Damit einher sollte auch die Frage gehen, ob wir es nicht doch schaffen, bis 2035 einen Carsharing-Ansatz im Dorf zu etablieren. Je mehr Leute Homeoffice machen oder einfach nur gelegentlich fahren müssen, desto besser würde das passen. So ein Carsharing-Auto am Dorfgemeinschaftshaus, neben einer Ladesäule, kurzfristig reservierbar per Internet – ja, das könnte eine Perspektive sein.

Gesellschaftslabor Ostkreis

2035 – das mag für manche noch weit weg klingen, doch es sind nur noch 13 Jahre. Und bereits ab 2030 sollen unsere CO2 Emissionen um 65% im Vergleich zu 1995 reduziert sein. Dafür haben wir noch 8 Jahre Zeit. Die Zeit für Wandel ist ganz unzweifelhaft gekommen.

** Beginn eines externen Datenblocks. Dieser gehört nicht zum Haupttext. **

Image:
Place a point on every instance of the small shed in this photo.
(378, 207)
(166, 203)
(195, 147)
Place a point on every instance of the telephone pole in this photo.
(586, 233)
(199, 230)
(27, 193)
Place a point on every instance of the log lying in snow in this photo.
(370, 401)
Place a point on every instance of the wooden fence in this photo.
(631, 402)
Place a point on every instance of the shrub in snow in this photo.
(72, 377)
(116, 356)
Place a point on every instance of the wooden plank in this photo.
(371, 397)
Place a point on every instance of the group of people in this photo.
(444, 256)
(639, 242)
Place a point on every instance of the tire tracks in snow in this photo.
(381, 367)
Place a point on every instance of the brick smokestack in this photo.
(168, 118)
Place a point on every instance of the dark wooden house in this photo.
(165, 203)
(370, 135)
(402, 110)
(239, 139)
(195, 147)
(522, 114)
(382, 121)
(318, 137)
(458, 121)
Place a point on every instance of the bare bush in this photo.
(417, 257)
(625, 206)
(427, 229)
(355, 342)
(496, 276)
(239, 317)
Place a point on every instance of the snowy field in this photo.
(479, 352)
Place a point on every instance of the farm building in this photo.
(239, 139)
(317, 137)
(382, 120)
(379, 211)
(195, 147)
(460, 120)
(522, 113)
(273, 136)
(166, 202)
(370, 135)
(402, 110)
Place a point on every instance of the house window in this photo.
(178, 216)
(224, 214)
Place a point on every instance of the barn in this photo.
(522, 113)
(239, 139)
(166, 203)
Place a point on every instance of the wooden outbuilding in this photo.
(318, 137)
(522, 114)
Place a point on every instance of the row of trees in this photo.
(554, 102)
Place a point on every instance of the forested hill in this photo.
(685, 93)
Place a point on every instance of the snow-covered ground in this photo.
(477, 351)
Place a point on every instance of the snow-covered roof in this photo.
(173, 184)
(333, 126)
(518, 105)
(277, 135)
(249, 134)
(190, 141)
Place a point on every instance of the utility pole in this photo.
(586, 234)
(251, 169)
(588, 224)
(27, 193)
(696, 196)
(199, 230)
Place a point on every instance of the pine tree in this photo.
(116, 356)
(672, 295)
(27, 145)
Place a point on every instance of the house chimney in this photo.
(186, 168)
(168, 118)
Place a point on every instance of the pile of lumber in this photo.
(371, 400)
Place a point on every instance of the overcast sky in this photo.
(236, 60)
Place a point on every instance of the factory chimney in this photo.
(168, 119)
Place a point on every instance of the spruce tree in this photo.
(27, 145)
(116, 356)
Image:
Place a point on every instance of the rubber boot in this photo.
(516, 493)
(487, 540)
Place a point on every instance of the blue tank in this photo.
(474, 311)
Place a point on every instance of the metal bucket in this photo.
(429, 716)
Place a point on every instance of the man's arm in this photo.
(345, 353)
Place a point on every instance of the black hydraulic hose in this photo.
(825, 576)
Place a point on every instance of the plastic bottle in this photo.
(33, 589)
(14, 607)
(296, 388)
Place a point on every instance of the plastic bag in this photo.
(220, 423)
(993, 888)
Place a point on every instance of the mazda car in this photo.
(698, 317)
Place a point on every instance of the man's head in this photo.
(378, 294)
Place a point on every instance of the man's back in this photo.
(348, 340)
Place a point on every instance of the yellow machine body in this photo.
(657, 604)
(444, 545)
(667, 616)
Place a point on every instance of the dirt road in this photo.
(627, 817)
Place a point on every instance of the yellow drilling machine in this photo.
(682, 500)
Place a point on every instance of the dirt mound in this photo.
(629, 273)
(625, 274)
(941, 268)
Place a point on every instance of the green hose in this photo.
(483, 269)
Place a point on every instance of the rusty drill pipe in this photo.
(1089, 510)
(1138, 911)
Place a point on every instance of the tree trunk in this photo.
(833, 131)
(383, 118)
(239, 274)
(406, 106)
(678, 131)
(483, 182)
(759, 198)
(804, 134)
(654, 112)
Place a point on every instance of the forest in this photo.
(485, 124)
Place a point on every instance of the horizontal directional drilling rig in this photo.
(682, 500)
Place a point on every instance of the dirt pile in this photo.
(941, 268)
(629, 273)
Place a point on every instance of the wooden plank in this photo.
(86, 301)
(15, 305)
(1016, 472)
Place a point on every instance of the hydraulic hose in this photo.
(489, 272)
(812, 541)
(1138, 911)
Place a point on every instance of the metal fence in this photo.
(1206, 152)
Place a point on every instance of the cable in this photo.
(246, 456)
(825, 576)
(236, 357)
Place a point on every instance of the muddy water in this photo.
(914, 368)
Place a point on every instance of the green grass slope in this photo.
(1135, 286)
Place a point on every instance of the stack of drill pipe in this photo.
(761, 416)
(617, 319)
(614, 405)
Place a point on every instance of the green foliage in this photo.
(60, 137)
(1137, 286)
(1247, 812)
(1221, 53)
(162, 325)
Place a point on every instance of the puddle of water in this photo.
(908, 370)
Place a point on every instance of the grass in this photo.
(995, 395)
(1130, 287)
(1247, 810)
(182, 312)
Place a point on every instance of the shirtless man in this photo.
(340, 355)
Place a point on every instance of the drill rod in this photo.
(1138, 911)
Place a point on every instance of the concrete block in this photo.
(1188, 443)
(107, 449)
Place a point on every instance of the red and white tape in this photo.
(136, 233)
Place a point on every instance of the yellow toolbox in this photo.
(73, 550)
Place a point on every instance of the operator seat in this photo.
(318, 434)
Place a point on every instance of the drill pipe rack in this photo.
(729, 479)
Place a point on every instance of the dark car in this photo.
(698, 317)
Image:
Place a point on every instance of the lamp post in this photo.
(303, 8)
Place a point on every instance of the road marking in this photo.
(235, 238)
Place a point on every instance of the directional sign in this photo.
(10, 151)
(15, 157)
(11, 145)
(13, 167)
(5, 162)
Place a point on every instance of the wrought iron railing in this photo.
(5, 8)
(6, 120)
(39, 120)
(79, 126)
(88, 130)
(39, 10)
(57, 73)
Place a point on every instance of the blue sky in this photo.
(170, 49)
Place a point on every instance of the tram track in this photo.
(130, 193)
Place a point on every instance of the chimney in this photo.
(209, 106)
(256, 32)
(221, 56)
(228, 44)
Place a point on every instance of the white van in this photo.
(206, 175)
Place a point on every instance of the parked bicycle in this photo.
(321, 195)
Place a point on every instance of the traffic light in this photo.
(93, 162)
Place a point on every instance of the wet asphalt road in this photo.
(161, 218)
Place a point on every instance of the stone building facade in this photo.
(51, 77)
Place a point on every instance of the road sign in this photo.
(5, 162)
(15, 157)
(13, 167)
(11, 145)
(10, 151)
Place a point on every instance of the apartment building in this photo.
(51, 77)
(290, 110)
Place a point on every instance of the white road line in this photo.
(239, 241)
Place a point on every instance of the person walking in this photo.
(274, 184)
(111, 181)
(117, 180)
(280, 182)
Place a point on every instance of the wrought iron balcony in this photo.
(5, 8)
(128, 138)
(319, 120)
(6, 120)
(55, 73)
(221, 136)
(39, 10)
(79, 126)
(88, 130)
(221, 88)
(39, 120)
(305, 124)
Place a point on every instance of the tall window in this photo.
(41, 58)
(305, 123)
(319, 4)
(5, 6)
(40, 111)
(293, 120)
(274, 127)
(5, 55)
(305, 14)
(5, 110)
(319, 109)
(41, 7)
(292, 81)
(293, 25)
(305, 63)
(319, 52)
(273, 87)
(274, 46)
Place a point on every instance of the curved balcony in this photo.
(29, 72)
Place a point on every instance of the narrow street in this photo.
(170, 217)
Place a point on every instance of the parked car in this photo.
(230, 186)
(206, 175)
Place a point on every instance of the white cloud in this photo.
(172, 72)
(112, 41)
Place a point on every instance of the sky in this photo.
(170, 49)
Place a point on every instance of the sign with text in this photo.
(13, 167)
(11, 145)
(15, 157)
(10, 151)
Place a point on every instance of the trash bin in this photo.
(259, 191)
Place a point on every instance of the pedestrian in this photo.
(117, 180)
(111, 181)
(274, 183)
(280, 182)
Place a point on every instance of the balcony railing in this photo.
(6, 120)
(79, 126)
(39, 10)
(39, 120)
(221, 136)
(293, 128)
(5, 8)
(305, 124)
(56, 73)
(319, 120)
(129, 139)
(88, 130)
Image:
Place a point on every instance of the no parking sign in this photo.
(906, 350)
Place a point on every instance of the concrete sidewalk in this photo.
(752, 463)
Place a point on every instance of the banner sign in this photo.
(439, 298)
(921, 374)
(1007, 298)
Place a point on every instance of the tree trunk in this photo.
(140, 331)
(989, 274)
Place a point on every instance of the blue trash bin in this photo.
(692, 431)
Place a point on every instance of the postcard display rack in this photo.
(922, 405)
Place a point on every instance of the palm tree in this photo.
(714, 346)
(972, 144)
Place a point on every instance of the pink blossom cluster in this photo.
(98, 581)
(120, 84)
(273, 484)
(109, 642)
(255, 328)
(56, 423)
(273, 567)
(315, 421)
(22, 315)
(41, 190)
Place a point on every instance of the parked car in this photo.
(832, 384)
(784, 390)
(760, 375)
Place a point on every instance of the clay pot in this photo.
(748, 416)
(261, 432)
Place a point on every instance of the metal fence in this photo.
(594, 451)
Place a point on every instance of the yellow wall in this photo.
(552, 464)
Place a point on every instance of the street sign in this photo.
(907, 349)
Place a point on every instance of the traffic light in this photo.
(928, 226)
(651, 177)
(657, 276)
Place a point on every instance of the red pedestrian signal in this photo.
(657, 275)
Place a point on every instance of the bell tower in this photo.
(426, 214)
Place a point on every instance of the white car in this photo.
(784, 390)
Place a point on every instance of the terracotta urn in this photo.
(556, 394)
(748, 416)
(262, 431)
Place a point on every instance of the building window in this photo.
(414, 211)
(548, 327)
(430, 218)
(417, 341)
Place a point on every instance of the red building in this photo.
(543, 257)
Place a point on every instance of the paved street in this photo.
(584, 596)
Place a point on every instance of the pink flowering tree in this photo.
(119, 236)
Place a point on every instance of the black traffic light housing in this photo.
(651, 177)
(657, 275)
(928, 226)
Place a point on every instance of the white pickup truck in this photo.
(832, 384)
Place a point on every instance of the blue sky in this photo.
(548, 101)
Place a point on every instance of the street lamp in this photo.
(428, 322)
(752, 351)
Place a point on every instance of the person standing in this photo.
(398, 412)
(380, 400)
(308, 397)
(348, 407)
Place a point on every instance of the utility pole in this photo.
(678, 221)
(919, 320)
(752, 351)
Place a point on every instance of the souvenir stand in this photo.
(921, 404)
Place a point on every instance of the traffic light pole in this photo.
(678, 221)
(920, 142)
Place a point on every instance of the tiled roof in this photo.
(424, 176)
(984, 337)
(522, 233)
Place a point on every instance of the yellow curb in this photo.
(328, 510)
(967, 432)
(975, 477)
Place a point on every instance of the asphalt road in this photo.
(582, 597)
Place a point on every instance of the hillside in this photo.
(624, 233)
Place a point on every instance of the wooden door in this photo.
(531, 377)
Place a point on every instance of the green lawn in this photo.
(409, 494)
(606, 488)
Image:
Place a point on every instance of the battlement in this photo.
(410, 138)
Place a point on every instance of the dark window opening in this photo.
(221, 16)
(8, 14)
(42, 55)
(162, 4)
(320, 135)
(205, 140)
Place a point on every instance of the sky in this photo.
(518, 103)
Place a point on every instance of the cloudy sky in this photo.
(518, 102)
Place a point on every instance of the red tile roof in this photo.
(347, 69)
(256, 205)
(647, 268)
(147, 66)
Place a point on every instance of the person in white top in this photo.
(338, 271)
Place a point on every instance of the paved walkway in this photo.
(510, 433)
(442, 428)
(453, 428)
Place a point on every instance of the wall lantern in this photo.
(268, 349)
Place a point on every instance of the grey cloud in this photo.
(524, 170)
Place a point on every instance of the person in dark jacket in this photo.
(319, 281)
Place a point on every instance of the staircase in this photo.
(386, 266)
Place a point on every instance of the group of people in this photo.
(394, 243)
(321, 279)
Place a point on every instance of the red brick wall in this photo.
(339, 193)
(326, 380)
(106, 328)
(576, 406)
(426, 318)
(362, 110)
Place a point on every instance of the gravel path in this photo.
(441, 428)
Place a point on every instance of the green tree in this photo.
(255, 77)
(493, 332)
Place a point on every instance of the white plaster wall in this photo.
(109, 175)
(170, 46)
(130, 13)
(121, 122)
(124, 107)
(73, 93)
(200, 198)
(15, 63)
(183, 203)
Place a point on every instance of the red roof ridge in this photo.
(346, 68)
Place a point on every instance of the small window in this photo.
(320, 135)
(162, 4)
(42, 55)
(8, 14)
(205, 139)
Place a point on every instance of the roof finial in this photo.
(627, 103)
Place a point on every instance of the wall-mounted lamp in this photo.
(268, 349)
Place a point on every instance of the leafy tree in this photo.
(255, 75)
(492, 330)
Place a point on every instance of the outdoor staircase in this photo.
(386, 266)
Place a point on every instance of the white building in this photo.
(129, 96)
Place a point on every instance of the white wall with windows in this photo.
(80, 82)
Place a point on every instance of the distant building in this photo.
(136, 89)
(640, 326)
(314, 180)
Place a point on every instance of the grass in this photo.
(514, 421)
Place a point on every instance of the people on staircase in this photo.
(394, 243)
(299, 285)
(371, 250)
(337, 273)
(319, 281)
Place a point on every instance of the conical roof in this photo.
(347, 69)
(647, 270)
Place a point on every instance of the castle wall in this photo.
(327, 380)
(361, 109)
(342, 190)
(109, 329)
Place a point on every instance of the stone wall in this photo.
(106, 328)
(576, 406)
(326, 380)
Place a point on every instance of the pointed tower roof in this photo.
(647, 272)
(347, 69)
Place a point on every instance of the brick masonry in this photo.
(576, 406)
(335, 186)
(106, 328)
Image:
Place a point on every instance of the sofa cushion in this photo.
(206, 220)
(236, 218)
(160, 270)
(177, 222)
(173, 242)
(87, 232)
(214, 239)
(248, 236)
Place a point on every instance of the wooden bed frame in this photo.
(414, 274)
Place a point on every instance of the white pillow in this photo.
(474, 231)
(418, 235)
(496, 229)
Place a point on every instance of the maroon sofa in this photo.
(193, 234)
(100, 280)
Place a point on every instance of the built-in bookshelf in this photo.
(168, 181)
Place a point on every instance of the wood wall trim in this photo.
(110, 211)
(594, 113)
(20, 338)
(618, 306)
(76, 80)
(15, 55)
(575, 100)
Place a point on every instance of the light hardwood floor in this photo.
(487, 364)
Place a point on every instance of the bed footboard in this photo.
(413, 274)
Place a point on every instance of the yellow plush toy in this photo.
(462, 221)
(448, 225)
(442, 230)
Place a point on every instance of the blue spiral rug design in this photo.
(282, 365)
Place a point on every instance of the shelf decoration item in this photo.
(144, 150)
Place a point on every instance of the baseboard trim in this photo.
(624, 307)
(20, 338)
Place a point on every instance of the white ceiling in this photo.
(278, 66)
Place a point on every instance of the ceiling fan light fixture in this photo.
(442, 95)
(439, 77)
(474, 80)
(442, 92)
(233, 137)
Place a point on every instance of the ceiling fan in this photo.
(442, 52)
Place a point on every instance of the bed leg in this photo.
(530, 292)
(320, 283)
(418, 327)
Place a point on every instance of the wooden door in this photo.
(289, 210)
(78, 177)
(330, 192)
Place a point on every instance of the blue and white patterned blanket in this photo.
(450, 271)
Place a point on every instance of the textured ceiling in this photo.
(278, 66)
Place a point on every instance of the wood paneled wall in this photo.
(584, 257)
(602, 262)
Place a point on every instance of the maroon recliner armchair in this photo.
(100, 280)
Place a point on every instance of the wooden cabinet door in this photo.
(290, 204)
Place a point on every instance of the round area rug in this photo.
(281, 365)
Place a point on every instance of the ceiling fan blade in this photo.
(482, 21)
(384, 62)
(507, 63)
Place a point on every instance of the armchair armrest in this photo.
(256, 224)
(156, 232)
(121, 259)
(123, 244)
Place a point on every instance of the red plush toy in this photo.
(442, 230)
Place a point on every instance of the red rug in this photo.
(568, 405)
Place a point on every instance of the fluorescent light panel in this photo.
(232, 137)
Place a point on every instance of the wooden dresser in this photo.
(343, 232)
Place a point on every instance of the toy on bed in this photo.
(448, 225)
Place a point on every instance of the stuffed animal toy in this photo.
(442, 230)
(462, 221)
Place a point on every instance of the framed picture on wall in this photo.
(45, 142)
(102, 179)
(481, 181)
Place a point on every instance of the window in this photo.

Der ehemalige Bundesumweltminister Klaus Töpfer sprach einmal davon, dass die ländlichen Gebiete zu einem „Gesellschaftslabor“ werden könnten, in denen „jene Modelle von Effizienz und Nachhaltigkeit erprobt und optimiert werden, die in einer Welt mit weniger Wachstum möglich und notwendig werden. Nicht Niedergang, sondern Fortschritt wäre dann die Zukunftsvision für das Land.“

Der Umgang mit dem eigenen Dorf, das Lernen über das eigene Dorf in diesem Prozess verlangte Mut und Phantasie von den Beteiligten. Es sind lebendige Ortskerne und engagierte Bürger, die darüber entscheiden, ob man in einer Gemeinde wohnen will.

Auf Mellnau und dort insbesondere den Ortsbeiräten kommt daher eine verstärkte Rolle zu, die wiederum ohne die Mitarbeit der Dorfbevölkerung nicht gelingen kann. In den umliegenden Orten gibt es bereits genügend positive Ansätze für gemeinschaftliches Handeln. Viele gute Ideen, die Mobilität auf dem Land zu verbessern, Wohngebäude für altersgerechtes Wohnen zu nutzen, funktionierende Dorfläden oder zeitgemäße Energieversorgung aus nachwachsenden Rohstoffen.

Einige davon werden wir in kommenden Ausgaben vorstellen und Lösungsansätze aufzeigen, damit wir auch in Mellnau die Weichen für eine hoffnungsvolle Zukunft stellen können. In diesem Sinne auf die nächsten 13 Jahre. Auf Mellnau 2035.